I’m being serious, when you look at what you’ve achieved this year, is it the end of the world if you haven’t ticked everything off your list?

Of course, set yourself manageable goals for the new year, but there is no need to declare that you’ll become fluent in Greek, get 55 internship placements over summer and fly to the moon through the power of your farts.

We’re students, we are already having to deal with studying a degree, living independently for the first time, working arduous zero-hour contracts, staying on top of extracurricular activities and, somehow, attempting to have a social life. There is no point setting ridiculously high goals, particularly as once the new year really gets underway we all know where we’re heading, next stop, exam season.

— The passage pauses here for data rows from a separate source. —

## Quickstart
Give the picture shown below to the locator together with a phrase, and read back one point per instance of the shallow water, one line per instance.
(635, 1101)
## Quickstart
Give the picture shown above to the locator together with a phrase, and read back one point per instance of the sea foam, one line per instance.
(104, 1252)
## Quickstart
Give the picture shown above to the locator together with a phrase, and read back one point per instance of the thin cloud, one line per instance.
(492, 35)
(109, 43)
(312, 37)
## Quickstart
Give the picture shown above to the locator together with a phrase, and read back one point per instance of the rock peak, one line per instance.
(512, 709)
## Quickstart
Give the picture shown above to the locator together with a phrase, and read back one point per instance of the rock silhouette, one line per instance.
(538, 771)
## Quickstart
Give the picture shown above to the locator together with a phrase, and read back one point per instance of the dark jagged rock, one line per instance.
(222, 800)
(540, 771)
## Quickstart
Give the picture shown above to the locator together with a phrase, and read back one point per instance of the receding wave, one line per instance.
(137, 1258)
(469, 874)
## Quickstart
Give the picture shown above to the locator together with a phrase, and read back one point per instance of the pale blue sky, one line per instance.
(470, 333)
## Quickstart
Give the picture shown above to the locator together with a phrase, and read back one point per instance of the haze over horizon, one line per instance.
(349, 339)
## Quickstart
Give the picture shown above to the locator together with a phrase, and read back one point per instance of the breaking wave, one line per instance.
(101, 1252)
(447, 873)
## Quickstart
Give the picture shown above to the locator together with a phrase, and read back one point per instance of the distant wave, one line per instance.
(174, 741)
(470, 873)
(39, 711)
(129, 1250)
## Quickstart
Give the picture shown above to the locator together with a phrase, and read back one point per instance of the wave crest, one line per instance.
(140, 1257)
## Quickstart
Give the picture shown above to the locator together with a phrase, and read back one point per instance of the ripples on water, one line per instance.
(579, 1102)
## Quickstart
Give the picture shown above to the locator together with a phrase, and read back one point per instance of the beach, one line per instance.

So instead of making a list of grand gestures, which realistically no one keeps — I’ve been saying for the last four years that I’m going to start running, however, the only running I’m doing is from my problems — I’m going to pick some micro goals.

By setting yourself manageable achievements, you’ll get little victories. And by sticking to them you might be able to handle the delightful situation, aka our lives, much better.

1. Get your priorities straight

Making your assignments to the best of your ability, and on time, is far more important than getting all of the weekly reading done or working five days a week at a bar. That extra £50 a week won’t matter if you end up burning out or not having time to get your coursework done.

2. Save where possible

I’m not saying live like a nun and never go out or treat yourself, but you’ll go from Sainsbury’s Taste the Difference to Slovakian Dairylea very quickly. Make a weekly meal plan so you can buy ingredients which work for a variety of meals. Plus, bulk shopping will work out cheaper and when you’re going out, take out cash and leave your card at home — contactless will be the end of you.

3. Remember your OGs

Maybe last term you found yourself feeling a bit homesick. No, it doesn’t mean you’re pathetic, we all miss it from time to time. Calling your parents and friends from home regularly will break up your days. A bit of chit-chat may seem tedious, but knowing they’re just a phone call away will be a comfort.

4. Your life isn’t a soap

House gossip still keeping you down? I know it’s easier said than done, but don’t get sucked in. Try to not even talk about it. The person creating the problem wants the attention, so if you don’t give it, then it goes away.

2017 was a write-off from start to finish, I think we can all agree there. But overall, I doubt you’ve done that badly, so yes, make 2018 your year, but don’t overstretch yourself or try and forget the bumps you’ve hit along the way.